ISO-NE’s EPCET study highlights possibilities and challenges of the clean energy transition 

By 2050, the region’s peak demand for electricity in a severe winter could be 50% higher than peak demand in a mild winter, according to the recently published draft report on ISO New England’s Economic Planning for the Clean Energy Transition (EPCET) study. A vast renewable build-out may be required to support such wide swings in demand, study results show, but zero-carbon fuels could help maintain the region’s high standard of reliable electricity in this more variable future. 

With more than two years of study work to support its findings, EPCET explores the operational, engineering, and economic challenges the region must address in order to support the New England states’ commitment to significantly reduce carbon emissions over the next several decades. Most of the six states aim to cut emissions by at least 80% from 1990 levels by the year 2050 through a shift to renewable energy and electrification of heating and transportation. 

Key EPCET findings

Most paths to a low-carbon grid involve high variability in demand and supply.

EPCET’s results show that peak demand for electricity will shift from summer to winter by the mid-2030s, and peak demand could vary by up to 20 GW between mild and severe winters by 2050. As wind and solar resources increase, overall electricity supply will also become far more variable, since it will depend much more on the weather than it does in today’s grid. 

Increased variability will require vastly different supply levels from year to year. 

To maintain reliability, the New England power grid will need enough resources to serve peak demand for the most severe winter conditions the region might see. But, most winters are likely to be milder, with significantly lower peaks.

Some resources needed to maintain reliability during the harshest conditions may only run for a few days once every few years. Reducing peak demand below the high end of EPCET’s projections would lessen the supply levels needed from year to year and potentially decrease the need for such resources. 

Emissions reductions will be seasonal. Some months will decarbonize years before others. 

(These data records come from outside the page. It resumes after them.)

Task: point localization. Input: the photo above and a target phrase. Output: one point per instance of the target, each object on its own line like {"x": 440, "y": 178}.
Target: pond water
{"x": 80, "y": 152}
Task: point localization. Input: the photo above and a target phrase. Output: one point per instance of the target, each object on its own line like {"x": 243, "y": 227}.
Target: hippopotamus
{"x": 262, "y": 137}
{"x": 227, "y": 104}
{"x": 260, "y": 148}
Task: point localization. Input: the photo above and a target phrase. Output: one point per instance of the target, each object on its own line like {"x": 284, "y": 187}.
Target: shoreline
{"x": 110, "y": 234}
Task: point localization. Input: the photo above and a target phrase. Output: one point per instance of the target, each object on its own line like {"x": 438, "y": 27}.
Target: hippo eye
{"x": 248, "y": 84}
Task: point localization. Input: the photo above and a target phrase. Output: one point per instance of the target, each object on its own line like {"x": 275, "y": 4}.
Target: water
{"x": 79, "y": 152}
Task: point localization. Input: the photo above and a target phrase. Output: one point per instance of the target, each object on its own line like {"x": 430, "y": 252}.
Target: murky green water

Because wind and solar production is highest in spring and fall, and demand for electric heating or cooling is lower, these shoulder seasons will see the first future months without carbon emissions. Modeling shows spring will be mostly decarbonized by 2040, but a small portion of winter days will still produce significant emissions in 2050. 

Renewable-only build-outs may be vast. 

If the future resource build-out is almost entirely wind, solar, and batteries, the region will need to add roughly 18 times its current combined capacity of these resources to achieve state emissions goals and maintain reliability. 

Current revenue structures may not adequately compensate resources for their value to the future grid. 

Driven by the seasonality of decarbonization, as 2050 approaches, newly built wind and solar resources will produce surplus, unused energy for increasing periods of time, especially in spring and fall. As a result, their cost per megawatt-hour (MWh) will rise, and the current compensation structures for these resources may function less economically. On the other hand, dispatchable resources that help meet peak demand on a few key winter days may not be compensated adequately under current market rules, even though their ability to maintain reliability during those cold snaps will be very valuable. 

Firm, dispatchable, zero-carbon generation could help address challenges.  

Long-duration storage may help meet high demand during shorter cold snaps, but not over more extended periods of severe winter conditions. Firm, dispatchable, zero-carbon generation would help ensure reliability during these periods. EPCET explores the use of synthetic natural gas (SNG) and small modular nuclear reactors (SMRs) as possible zero-carbon candidates in the future grid, and finds that such resources may reduce overall system costs by reducing the need for new renewable capacity.

Next steps 

EPCET is the culmination of ISO New England’s lessons learned in the economic study process over the last several years, and is supported by 33 published scenarios and more than 2,800 simulations. As part of its responsibility to plan for a reliable future grid, ISO New England continuously assesses possible market rule enhancements designed to support reliability and economic efficiency through the states’ planned clean energy transition. EPCET and future economic studies, along with other ISO studies such as the 2050 Transmission Study, the Future Grid Reliability Study, and the Probabilistic Energy Adequacy Tool, will help inform this regional market development, and ensure that New England transitions to a cleaner grid in the most economical, reliable way possible.